To illustrate how the prediction model performed across days for each individual patient, the prediction results for a subset of records of patients with ALL enrolled in clinical trial research (n = 434) were summarized, as shown in Figure 10. Since the dataset was pivoted by the procedure received day (Figure 9), the subset was expanded to 774 records (22% from the testing set and 78% from the training set). The model performed well for most records, especially for two (deceased with short hospital stay) and three (prolonged hospital stay and deceased) patient outcomes. Some inaccurate predictions shown in the earlier days’ predictions were able to be corrected in later days’ predictions, such as the true patient outcome label was 1, and the day 1 through day 7 prediction pattern was 0111111. However, there were some patients who ended up with prolonged hospital stay prediction results when they were discharged normally from the hospital (e.g., 0001, 0011, 001011, 000001, and 0000001). This patient cohort presents a valuable opportunity for care teams to reassess disease progression and facilitate close monitoring of patients’ health by family members or caregivers post-discharge. A ten-year-old patient, with a less severe risk and mortality score at admission, received an antineoplastic drug through the central vein on day 1 before achieving remission for ALL. The discrepancy between his hospital record and prediction results on day 7 (11111110) may show that there is a possibility of discharging the patient on day 7, since he only had an eight-day hospitalization. The retrospective nature of HCUP data, coupled with its collection methodology, may result in incomplete patient records, specifically regarding diagnoses and procedures. Critically, the absence of vital signs and other important clinical indicators limits the depth and accuracy of this prediction model. Therefore, this dynamic patient outcome prediction model is suggested to be integrated into hospital electronic health records (EHR) to make daily predictions on patient risk of adverse events (e.g., PLOS and mortality) and estimation of TCs to streamline patient monitoring, facilitate timely interventions, and reallocate the resources for each patient.

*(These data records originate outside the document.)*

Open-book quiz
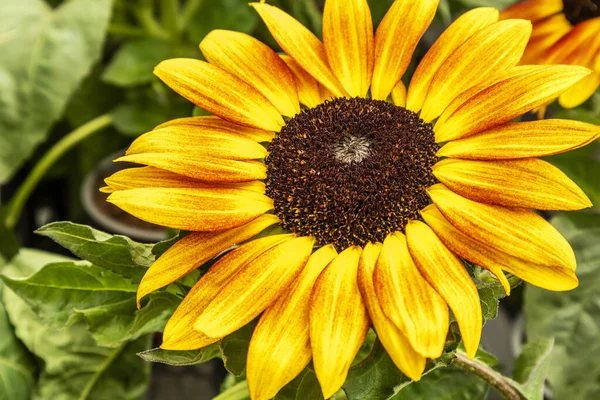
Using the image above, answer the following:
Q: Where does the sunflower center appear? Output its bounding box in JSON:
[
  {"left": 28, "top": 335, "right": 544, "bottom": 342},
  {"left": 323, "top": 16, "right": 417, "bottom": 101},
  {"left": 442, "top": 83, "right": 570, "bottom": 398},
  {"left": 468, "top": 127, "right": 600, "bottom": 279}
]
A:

5. Limitations and Future Studies

This retrospective analysis of HCUP data is subject to limitations inherent in administrative databases, including potential inaccuracies in procedure coding and the absence of granular clinical data, such as vital signs, which are essential for understanding dynamic patient treatment. Local EHR integration is needed for hospital adoption, especially in rural settings. Generalizability is limited due to U.S. data. Imputation and data imbalance may affect accuracy. Future work should include external validation to re-evaluate the inaccurate prediction for certain patient cohorts and explore deep learning for improved predictions. Real-time EHR integration is crucial for clinical decision support. Potential covariate effects require combining prediction with causal analysis to ensure effective improvements in patient safety and financial outcomes [69].

6. Conclusions

This study provided an effective method to predict multiple patient outcomes in a dynamic and continuous way, combined with machine learning models. By anticipating potential outcomes, healthcare professionals can personalize treatment plans based on individual risk factors, improving the efficacy of care for each patient. Moreover, hospitals optimize resource allocation within healthcare facilities, ensuring that high-risk patients have access to necessary intensive care, specialized nursing, and other resources when they need them most. Timely predictions foster efficient communication among care teams, leading to better-informed decisions and improved patient care. Therefore, developing predictive models for patient outcomes like length of stay, mortality, and TCs is vital to support informed decision-making, optimize clinical workflows, and ultimately improve patient safety and well-being in ALL treatments.